In the landscape of twenty-first-century exploitation cinema, few titles provoke immediate dismissal and reluctant analysis quite like Joni Peacocke’s Finnish-Polish splatter-comedy hybrid, Bunny the Killer Thing (2015). The specific release is not merely a technical specification—it is a badge of intentional excess. Unlike a sanitized R-rated cut, the unrated version restores gore, nudity, and sexual grotesquerie that the MPAA might have trimmed. This essay argues that Bunny the Killer Thing uses its absurd premise (a man whose penis is surgically attached to a monstrous rabbit’s head) to critique toxic masculinity, rural xenophobia, and the very nature of cinematic “bad taste.” However, the film’s relentless juvenility ultimately undermines its subversive potential, leaving the viewer questioning whether transgression for its own sake constitutes art or merely endurance.

The "UNRATED" or high-definition version is available on Blu-ray through several retailers: Bunny.The.Killer.Thing.2015.UNRATED.720p.BluRay...

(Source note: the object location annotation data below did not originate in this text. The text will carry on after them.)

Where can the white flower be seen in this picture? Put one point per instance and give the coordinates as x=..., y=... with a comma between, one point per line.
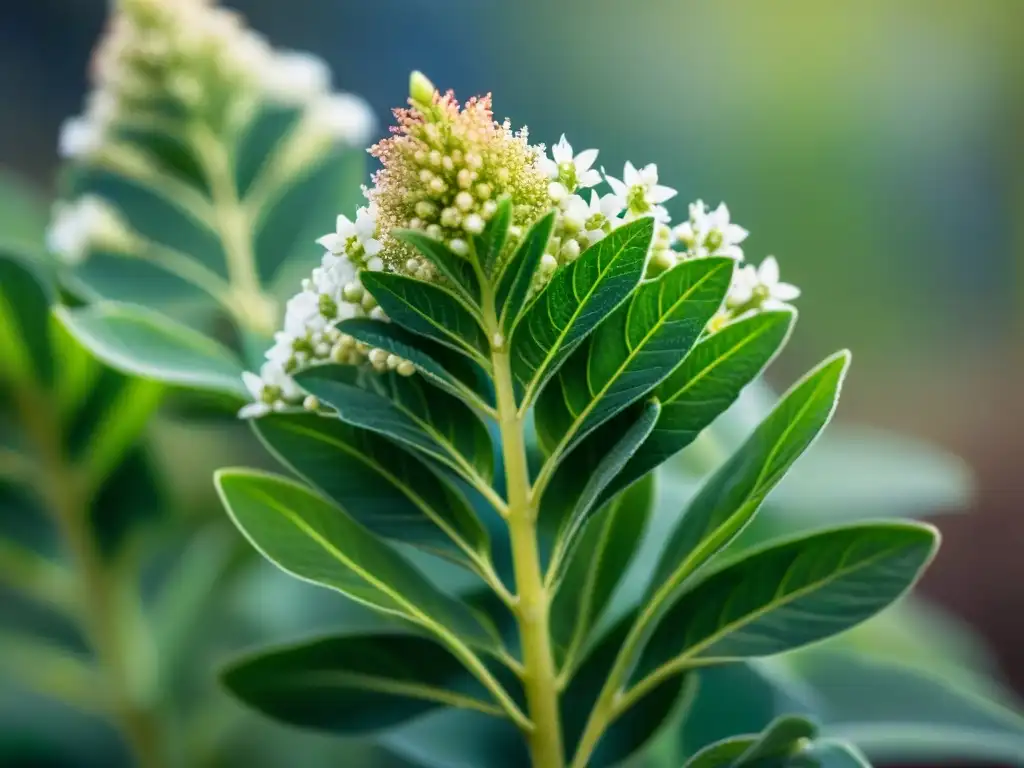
x=762, y=286
x=303, y=315
x=711, y=233
x=333, y=274
x=271, y=387
x=90, y=222
x=572, y=172
x=294, y=77
x=639, y=193
x=344, y=117
x=80, y=137
x=601, y=211
x=356, y=239
x=576, y=212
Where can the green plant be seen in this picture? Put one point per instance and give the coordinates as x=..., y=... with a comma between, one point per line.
x=619, y=373
x=474, y=389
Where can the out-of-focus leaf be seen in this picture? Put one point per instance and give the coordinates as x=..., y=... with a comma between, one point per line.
x=25, y=306
x=148, y=344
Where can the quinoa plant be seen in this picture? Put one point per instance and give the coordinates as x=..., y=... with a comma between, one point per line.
x=476, y=386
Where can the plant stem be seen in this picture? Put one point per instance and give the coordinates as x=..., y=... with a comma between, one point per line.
x=532, y=606
x=67, y=498
x=250, y=306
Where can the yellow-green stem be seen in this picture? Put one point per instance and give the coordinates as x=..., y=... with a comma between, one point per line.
x=67, y=497
x=250, y=306
x=534, y=602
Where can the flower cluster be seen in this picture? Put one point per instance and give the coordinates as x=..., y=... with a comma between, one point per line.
x=443, y=171
x=171, y=61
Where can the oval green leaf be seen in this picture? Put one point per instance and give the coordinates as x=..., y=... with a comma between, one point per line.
x=632, y=351
x=790, y=594
x=578, y=298
x=354, y=684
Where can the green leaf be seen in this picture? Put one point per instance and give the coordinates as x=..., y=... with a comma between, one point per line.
x=25, y=309
x=832, y=755
x=397, y=341
x=782, y=738
x=414, y=414
x=631, y=732
x=144, y=343
x=318, y=542
x=631, y=351
x=900, y=715
x=707, y=383
x=790, y=594
x=578, y=298
x=382, y=485
x=730, y=497
x=452, y=265
x=354, y=684
x=595, y=568
x=428, y=310
x=518, y=274
x=571, y=500
x=489, y=244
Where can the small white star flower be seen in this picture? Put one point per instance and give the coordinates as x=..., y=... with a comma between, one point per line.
x=303, y=315
x=572, y=172
x=355, y=239
x=639, y=194
x=761, y=287
x=711, y=232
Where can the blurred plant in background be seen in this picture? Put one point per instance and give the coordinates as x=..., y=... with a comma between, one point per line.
x=161, y=200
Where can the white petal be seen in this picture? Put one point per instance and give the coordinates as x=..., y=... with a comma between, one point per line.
x=333, y=243
x=562, y=152
x=548, y=167
x=589, y=177
x=768, y=271
x=631, y=176
x=785, y=292
x=585, y=160
x=735, y=233
x=648, y=174
x=254, y=411
x=660, y=194
x=621, y=188
x=253, y=383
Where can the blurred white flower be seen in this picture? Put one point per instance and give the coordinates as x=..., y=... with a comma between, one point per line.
x=711, y=232
x=639, y=194
x=294, y=77
x=761, y=288
x=345, y=117
x=85, y=224
x=571, y=172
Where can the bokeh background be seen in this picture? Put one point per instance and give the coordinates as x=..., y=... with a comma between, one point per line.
x=876, y=146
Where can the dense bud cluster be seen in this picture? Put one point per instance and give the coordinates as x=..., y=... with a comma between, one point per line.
x=443, y=171
x=170, y=62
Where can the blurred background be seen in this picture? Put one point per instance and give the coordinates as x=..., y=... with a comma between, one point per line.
x=875, y=146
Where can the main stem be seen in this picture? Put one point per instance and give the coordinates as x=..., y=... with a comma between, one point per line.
x=534, y=602
x=65, y=494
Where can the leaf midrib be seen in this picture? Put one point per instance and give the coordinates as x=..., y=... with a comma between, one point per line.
x=581, y=303
x=748, y=619
x=596, y=397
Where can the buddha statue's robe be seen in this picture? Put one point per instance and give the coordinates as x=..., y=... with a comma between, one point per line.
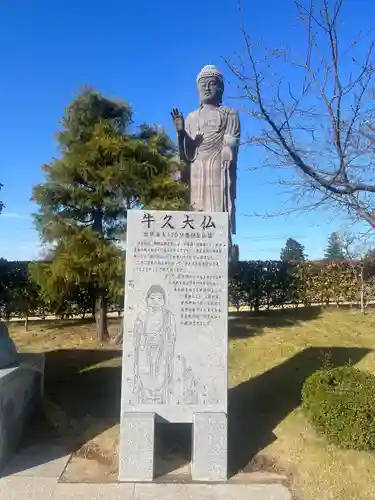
x=209, y=130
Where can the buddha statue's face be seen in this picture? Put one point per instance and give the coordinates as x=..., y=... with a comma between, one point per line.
x=210, y=90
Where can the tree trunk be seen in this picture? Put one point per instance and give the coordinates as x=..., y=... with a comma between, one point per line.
x=101, y=316
x=362, y=291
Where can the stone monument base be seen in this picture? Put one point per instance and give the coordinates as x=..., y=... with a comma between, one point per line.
x=21, y=388
x=137, y=447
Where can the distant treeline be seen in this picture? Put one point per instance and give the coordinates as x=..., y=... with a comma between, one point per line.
x=253, y=284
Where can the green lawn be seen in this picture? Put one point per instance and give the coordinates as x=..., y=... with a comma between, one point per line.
x=271, y=354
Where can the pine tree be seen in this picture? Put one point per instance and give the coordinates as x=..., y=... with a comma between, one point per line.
x=103, y=172
x=293, y=251
x=334, y=249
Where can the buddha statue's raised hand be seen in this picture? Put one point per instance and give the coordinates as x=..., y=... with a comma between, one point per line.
x=178, y=120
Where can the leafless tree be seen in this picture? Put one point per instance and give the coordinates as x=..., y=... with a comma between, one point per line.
x=315, y=109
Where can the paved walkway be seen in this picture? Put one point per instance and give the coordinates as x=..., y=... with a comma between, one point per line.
x=34, y=473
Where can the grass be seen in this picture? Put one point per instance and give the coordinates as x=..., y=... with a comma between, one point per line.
x=271, y=354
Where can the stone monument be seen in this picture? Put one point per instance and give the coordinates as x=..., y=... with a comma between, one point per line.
x=175, y=338
x=208, y=145
x=21, y=388
x=8, y=351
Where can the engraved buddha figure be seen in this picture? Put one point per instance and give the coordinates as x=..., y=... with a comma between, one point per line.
x=208, y=144
x=154, y=340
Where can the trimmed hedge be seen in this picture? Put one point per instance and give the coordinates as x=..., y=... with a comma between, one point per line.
x=340, y=404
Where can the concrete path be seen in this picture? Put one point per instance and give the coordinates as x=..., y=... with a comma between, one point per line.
x=34, y=473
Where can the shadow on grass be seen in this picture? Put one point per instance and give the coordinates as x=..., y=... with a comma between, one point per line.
x=251, y=324
x=74, y=393
x=64, y=362
x=257, y=406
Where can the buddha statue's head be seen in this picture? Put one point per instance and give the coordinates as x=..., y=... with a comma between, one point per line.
x=210, y=85
x=155, y=298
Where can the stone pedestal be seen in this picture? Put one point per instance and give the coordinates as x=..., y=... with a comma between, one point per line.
x=210, y=446
x=137, y=444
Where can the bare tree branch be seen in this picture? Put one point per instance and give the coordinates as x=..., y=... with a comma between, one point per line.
x=325, y=130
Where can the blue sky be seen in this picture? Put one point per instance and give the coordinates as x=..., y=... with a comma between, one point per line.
x=149, y=54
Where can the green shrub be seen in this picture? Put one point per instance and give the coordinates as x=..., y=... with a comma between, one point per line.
x=340, y=403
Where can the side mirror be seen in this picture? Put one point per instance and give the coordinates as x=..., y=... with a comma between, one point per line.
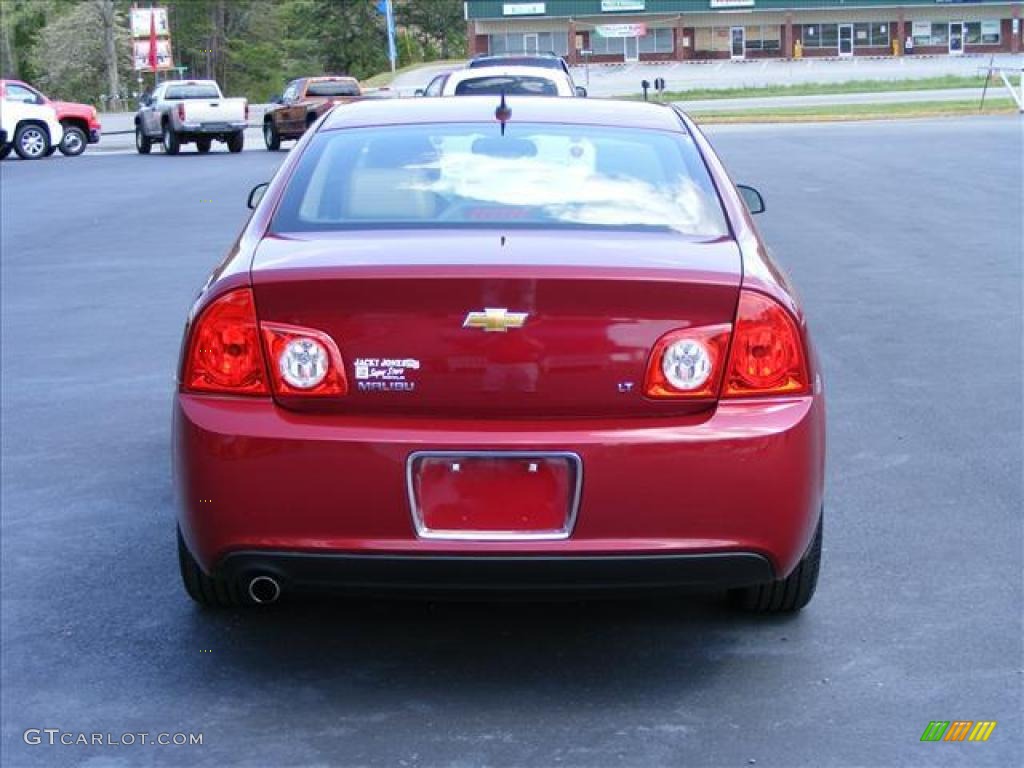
x=755, y=203
x=256, y=194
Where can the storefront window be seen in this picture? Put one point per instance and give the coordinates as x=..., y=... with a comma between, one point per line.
x=990, y=32
x=922, y=33
x=875, y=34
x=602, y=45
x=880, y=34
x=514, y=42
x=657, y=41
x=763, y=38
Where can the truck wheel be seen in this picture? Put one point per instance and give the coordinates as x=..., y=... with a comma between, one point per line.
x=171, y=141
x=784, y=595
x=270, y=136
x=32, y=141
x=142, y=142
x=74, y=141
x=206, y=590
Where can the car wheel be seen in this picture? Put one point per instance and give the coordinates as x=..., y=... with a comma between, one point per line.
x=74, y=141
x=32, y=141
x=142, y=142
x=206, y=590
x=784, y=595
x=270, y=136
x=171, y=141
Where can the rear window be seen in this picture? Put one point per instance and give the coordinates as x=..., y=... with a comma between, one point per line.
x=512, y=85
x=469, y=175
x=333, y=88
x=183, y=92
x=549, y=62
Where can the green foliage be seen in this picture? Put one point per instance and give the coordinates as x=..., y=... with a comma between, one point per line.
x=69, y=54
x=251, y=47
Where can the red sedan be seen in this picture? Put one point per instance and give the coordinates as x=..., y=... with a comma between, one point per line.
x=478, y=346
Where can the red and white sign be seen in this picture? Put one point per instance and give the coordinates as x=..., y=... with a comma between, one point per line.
x=144, y=18
x=141, y=59
x=622, y=30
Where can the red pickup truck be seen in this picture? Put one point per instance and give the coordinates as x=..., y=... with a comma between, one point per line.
x=81, y=123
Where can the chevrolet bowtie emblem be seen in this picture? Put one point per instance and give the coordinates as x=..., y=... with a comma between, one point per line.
x=495, y=321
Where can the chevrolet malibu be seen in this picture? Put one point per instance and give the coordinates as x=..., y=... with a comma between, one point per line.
x=496, y=345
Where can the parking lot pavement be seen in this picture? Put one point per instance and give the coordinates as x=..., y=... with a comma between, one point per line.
x=904, y=240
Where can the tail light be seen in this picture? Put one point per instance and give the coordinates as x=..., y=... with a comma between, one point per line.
x=767, y=354
x=687, y=363
x=761, y=354
x=224, y=352
x=303, y=361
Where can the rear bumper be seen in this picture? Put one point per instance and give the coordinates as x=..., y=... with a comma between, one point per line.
x=468, y=573
x=251, y=477
x=211, y=129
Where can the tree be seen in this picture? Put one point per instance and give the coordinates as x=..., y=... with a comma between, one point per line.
x=110, y=22
x=70, y=55
x=439, y=25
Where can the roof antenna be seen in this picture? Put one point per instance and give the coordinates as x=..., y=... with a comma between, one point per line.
x=503, y=114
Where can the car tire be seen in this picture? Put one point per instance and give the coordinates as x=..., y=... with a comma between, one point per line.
x=784, y=595
x=270, y=136
x=170, y=140
x=74, y=141
x=208, y=591
x=32, y=141
x=142, y=142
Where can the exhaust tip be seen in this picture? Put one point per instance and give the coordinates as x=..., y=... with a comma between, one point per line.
x=264, y=589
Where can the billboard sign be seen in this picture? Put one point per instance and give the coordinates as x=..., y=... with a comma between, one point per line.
x=622, y=30
x=140, y=22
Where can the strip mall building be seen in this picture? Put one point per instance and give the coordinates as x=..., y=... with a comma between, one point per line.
x=681, y=30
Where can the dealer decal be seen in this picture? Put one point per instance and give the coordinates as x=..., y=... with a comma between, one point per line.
x=385, y=374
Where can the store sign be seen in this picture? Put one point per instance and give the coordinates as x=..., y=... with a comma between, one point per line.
x=523, y=9
x=622, y=30
x=614, y=6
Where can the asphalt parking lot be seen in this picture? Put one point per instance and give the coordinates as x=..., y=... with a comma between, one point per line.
x=905, y=242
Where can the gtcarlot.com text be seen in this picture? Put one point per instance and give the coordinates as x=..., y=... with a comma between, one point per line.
x=55, y=736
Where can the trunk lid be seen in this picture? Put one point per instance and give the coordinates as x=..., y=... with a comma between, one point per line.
x=594, y=303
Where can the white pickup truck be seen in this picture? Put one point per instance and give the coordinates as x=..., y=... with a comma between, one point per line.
x=180, y=112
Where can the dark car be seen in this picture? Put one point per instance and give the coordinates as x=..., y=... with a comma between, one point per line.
x=302, y=103
x=500, y=344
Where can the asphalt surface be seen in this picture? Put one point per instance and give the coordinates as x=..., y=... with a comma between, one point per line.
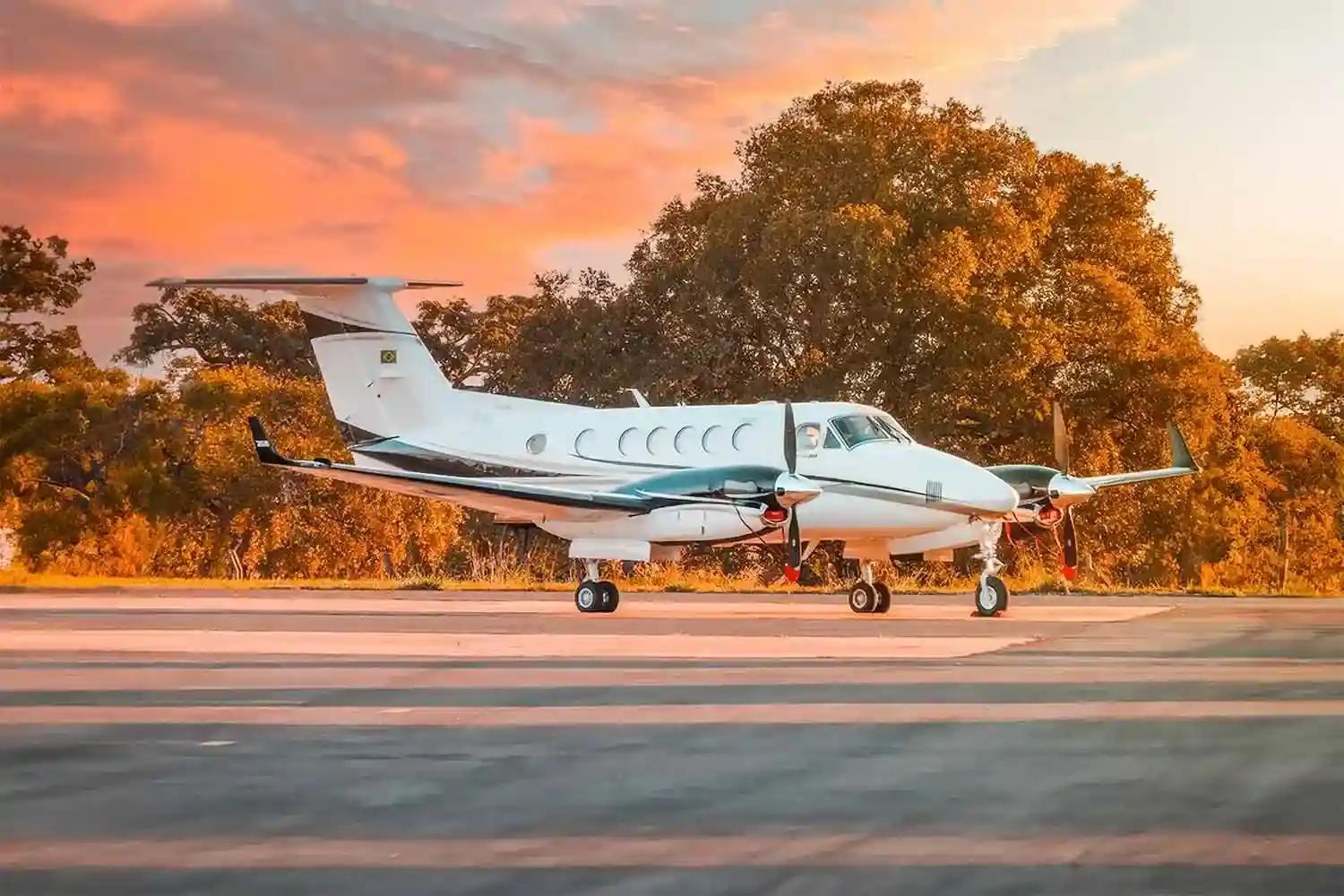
x=282, y=742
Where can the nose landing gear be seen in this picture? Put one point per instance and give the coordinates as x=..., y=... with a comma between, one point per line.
x=868, y=595
x=991, y=592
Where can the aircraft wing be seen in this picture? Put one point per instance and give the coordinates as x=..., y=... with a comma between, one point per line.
x=1182, y=465
x=516, y=497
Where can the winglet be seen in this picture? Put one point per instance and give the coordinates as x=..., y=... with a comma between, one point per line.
x=265, y=452
x=1180, y=452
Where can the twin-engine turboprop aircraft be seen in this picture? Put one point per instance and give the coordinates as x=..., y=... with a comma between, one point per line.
x=642, y=482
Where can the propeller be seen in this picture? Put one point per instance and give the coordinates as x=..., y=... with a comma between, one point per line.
x=790, y=490
x=1061, y=438
x=1064, y=490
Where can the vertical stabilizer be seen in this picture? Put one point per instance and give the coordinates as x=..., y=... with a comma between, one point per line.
x=381, y=379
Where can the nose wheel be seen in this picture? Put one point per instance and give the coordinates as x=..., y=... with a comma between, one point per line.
x=991, y=592
x=868, y=595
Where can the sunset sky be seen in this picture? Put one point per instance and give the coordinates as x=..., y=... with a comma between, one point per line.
x=488, y=140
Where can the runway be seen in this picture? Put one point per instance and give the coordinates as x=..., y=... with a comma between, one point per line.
x=282, y=742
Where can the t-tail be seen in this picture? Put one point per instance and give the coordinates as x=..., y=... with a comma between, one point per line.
x=381, y=379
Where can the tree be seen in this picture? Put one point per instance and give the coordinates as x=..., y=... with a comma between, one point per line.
x=911, y=255
x=1300, y=376
x=37, y=281
x=220, y=331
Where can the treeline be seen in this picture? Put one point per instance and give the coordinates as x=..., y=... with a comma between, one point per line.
x=874, y=246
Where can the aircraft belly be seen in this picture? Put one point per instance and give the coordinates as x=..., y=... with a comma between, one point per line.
x=835, y=516
x=668, y=525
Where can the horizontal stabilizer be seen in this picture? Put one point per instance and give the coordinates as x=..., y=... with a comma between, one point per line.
x=301, y=284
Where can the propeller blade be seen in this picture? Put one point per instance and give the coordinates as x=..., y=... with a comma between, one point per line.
x=1069, y=541
x=1061, y=438
x=793, y=565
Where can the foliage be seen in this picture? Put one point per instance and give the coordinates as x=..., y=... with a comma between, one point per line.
x=37, y=281
x=1300, y=376
x=220, y=331
x=874, y=246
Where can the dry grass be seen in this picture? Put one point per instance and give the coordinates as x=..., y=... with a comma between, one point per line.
x=647, y=578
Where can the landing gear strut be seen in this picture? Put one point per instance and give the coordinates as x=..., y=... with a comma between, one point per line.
x=596, y=595
x=868, y=595
x=991, y=592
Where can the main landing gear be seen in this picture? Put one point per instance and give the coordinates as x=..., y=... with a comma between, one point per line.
x=596, y=595
x=868, y=595
x=991, y=592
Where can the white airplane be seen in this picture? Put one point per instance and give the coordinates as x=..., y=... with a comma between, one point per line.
x=642, y=482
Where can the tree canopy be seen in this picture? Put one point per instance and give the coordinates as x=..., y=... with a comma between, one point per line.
x=874, y=246
x=38, y=281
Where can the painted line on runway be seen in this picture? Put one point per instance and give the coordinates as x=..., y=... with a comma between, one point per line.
x=459, y=645
x=102, y=678
x=803, y=713
x=632, y=607
x=623, y=850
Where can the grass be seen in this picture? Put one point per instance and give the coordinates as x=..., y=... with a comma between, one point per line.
x=650, y=578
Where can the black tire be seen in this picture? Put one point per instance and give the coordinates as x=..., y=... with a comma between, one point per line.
x=863, y=597
x=992, y=587
x=588, y=597
x=883, y=597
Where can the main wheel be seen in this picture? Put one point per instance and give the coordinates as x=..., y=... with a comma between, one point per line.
x=588, y=597
x=991, y=597
x=863, y=597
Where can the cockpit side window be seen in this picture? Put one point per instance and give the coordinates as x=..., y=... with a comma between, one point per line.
x=892, y=426
x=808, y=437
x=859, y=429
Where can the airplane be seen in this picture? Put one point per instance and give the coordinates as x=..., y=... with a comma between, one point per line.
x=642, y=482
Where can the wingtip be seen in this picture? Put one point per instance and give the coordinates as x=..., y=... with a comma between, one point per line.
x=265, y=452
x=1180, y=452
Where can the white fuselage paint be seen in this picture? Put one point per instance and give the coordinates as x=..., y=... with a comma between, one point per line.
x=632, y=443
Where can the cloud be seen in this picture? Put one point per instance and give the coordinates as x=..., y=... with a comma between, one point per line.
x=425, y=136
x=1132, y=70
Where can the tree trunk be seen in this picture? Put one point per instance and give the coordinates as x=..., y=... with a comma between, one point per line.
x=1282, y=549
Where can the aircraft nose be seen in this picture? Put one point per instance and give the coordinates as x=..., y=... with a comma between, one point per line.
x=981, y=489
x=994, y=493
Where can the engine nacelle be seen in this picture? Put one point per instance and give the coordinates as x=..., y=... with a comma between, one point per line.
x=1045, y=516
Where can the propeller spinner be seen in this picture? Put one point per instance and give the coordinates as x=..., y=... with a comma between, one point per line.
x=790, y=490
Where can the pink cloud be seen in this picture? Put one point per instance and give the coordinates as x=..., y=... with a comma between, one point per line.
x=397, y=137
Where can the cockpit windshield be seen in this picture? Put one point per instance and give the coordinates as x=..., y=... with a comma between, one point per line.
x=857, y=429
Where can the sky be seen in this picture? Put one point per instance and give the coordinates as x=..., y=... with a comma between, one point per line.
x=489, y=140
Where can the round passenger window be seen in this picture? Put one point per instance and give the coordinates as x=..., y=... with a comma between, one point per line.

Despite its low-budget "guy in a suit" creature effects, the film has been praised for its high production values, including slick cinematography by and a score by Jussi Huhtala . This essay argues that Bunny the Killer Thing

The film is available on Amazon in UNRATED Blu-ray formats and can be streamed on Prime Video in certain regions. The film's premise is intentionally ridiculous: a group

The film's premise is intentionally ridiculous: a group of Finnish and British friends head to a remote cabin in the woods for a weekend of partying. Their plans are derailed when they are hunted by a human-sized, man-rabbit hybrid creature. This creature is not a typical slasher; it is driven by a singular, hyper-sexualized urge to find "pussy," a word it screams repeatedly throughout the film. The plot follows the standard "cabin in the woods" tropes—isolation, a breakdown of group dynamics, and a sequence of increasingly inventive deaths—but filtered through a lens of relentless, crude parody.

As the creature pursues the friends, it is revealed that a mysterious group is behind the bunny's creation and is attempting to kidnap others to transform them into more bunny hybrids. Production & Style Bunny the Killer Thing (2015) - IMDb

The film is widely described as by fans who enjoy transgressive, "WTF" cinema. Critics from sites like IMDb and Rotten Tomatoes generally pan it for being repetitive and offensive, particularly regarding its flippant treatment of sexual assault.